Black leaders who were assassinated for advancing the cause of civil rights

Mildred Europa Taylor Feb 12, 2018 at 05:45am

February 12, 2018 at 05:45 am | History

Mildred Europa Taylor

Mildred Europa Taylor | Head of Content

February 12, 2018 at 05:45 am | History

Martin Luther King Jr. — Rocket City Mom

Martin Luther King Jr.

Born in 1929, Martin Luther King Jr., an American Baptist minister was the most visible spokesperson and leader in the civil rights movement from 1954 through to 1968. At 6:05 P.M. on Thursday, April 4, 1968, Martin Luther King was shot dead while standing on a balcony outside his second-floor room at the Lorraine Motel in Memphis, Tennessee.

He had come to lead a peaceful march in support of striking sanitation workers. About an hour later, he was pronounced dead at 7:05 PM at St. Joseph Hospital. News of King’s death sparked racial violence, leading to the death of more than 40 people nationwide. James Earl Ray, a 40-year-old escaped fugitive, later confessed to the crime and was sentenced to a 99-year prison term.

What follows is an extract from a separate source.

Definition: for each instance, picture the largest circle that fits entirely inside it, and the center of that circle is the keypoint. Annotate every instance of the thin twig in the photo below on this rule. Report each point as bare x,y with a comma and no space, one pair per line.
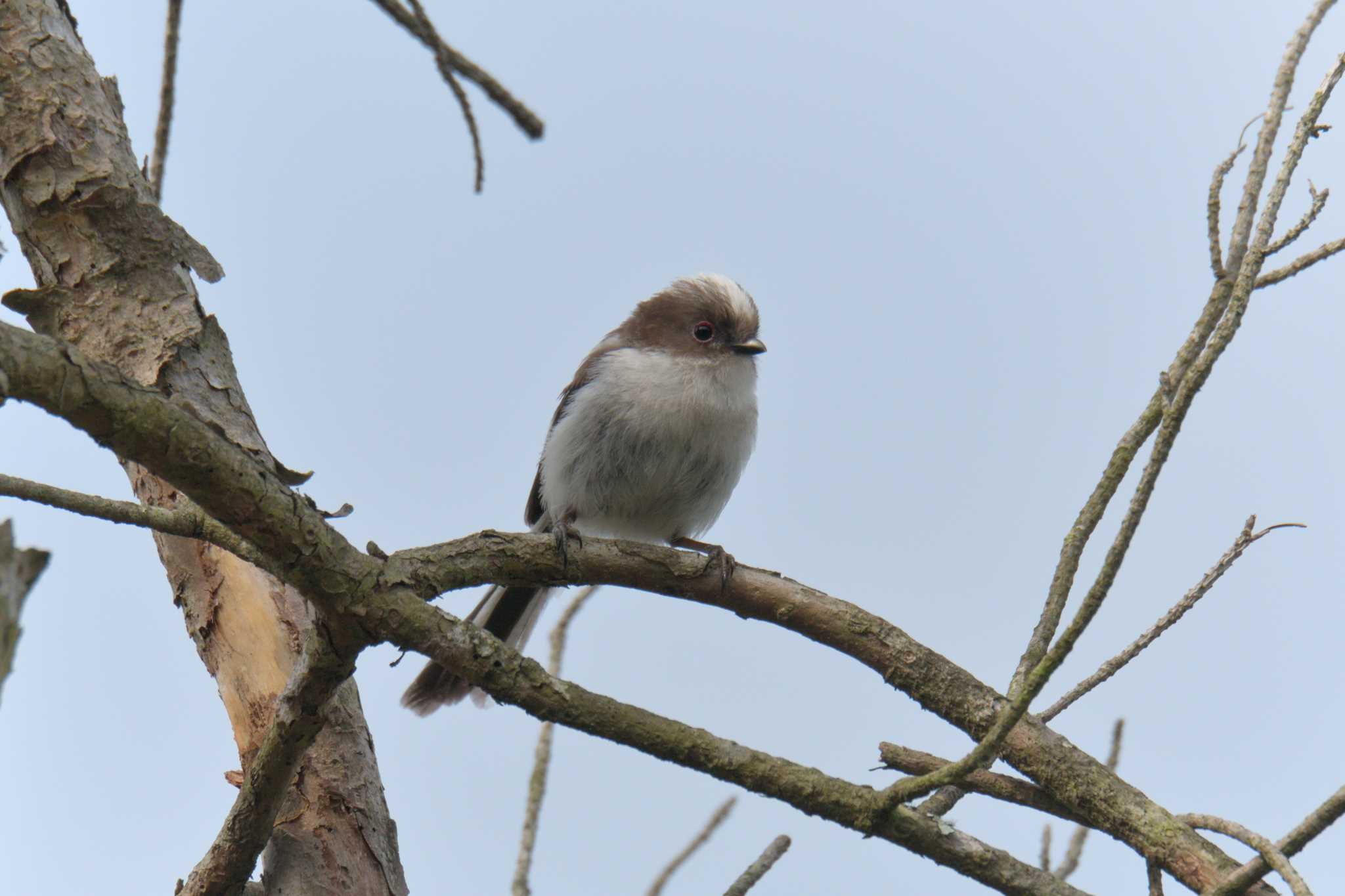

King had in the year in which he died expressed worry over the slow pace of civil rights in America and the rise in criticism from other African-American leaders. He had embarked on series of demonstrations and gone through jail, apart from being threatened with death. He had made plans for another march on Washington to revive his movement and bring attention to scores of issues before he passed away.

On April 3, he gave his final and what proved to be an eerily prophetic speech, “I’ve Been to the Mountaintop,” in which he told supporters at the Mason Temple in Memphis, “I’ve seen the promised land. I may not get there with you. But I want you to know tonight that we, as a people, will get to the promised land.” The next day, he died.